The publicly traded Murmansk Sea Commercial Port was founded in 1994 as a state enterprise and is the forth-largest port in Russia - the second-largest port in all of North-Western Russia. With seventeen berths and a total of 120,000 square meters of outdoor storage space, more “black gold” is exported through the Murmansk port than through the ports of Saint-Petersburg, Kandalaksha, Vyborg and Vysotsk combined.
From 2001 to 2005, the port's cargo turnover grew from 5.52 million tons to 14.6 million tons.
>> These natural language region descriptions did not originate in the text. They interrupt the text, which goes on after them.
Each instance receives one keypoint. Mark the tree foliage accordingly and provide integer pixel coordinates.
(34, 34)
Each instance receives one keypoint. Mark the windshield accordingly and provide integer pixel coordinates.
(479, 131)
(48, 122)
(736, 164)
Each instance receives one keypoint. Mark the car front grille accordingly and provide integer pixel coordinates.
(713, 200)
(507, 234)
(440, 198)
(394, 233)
Of all cargo flows passing through the Murmansk port, 97 percent are for export, and most are headed to Western European countries, making the port not only a prominent local port but a significant enterprise on the international market, as well.
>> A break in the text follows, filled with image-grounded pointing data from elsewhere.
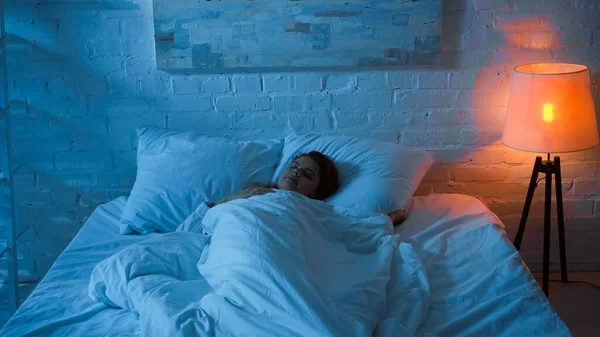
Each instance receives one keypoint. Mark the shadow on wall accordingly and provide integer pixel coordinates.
(62, 88)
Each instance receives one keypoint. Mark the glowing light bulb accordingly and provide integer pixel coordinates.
(548, 112)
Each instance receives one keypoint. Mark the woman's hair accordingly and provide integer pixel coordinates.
(328, 179)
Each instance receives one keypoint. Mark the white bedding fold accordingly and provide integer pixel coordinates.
(273, 265)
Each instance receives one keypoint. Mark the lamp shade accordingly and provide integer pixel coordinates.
(550, 109)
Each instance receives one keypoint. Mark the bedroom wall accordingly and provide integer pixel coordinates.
(83, 77)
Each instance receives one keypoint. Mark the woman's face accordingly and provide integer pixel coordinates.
(302, 176)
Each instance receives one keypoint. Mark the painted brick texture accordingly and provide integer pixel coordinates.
(83, 77)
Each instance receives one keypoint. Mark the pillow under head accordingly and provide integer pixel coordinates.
(374, 175)
(179, 170)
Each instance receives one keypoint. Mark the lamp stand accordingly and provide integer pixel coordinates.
(549, 168)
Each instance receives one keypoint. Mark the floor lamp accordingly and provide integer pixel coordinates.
(550, 110)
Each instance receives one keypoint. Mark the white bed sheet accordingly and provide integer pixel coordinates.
(478, 282)
(479, 286)
(59, 305)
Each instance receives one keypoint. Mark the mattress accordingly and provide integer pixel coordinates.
(478, 283)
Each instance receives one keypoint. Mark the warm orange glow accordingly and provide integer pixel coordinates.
(567, 124)
(548, 113)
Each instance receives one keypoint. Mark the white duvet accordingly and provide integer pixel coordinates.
(278, 264)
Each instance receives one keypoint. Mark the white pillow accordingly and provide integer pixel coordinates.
(374, 175)
(177, 171)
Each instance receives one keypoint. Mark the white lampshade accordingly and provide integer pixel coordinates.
(550, 109)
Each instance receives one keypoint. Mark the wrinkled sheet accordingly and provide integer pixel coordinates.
(278, 264)
(479, 300)
(479, 285)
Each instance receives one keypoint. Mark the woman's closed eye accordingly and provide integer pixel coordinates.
(307, 173)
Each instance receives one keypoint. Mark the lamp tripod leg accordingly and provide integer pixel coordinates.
(561, 222)
(547, 215)
(528, 200)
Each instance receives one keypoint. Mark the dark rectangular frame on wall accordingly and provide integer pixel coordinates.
(274, 35)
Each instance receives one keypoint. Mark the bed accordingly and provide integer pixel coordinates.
(478, 283)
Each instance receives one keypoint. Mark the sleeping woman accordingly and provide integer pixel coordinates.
(312, 174)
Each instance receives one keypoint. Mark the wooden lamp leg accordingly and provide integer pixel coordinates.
(561, 222)
(530, 192)
(547, 218)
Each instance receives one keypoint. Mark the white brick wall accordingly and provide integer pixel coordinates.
(83, 77)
After approximately ten years of steady growth, the port's management realized that some key issues were interfering with the port's profits - namely quality control, cost efficiency, damage and theft prevention, and fire safety.
At the time, the port's management was supported only by radio communication. "We could not see the work being done, so we had no way of evaluating procedures or ensuring compliance with quality and safety standards," explains Chief Engineer Igor Prischepov.
Visual quality control was key to preventing damage caused by employees who neglected to uphold procedures and standards. At the time, careless crane operators, in a hurry to increase their output, were causing damage to the equipment, which in turn caused considerable expense for the port, including penalty payments to the railway, repair costs, and the maintenance of a special work team. Similarly, over-ambitious loaders were transporting 1.5 – 2 times more weight than was acceptable by safety regulations, thereby causing unnecessary expense related to servicing and replacing the equipment.
In addition, because it keeps extremely valuable property in its territory, the port was also at risk of theft and vandalism.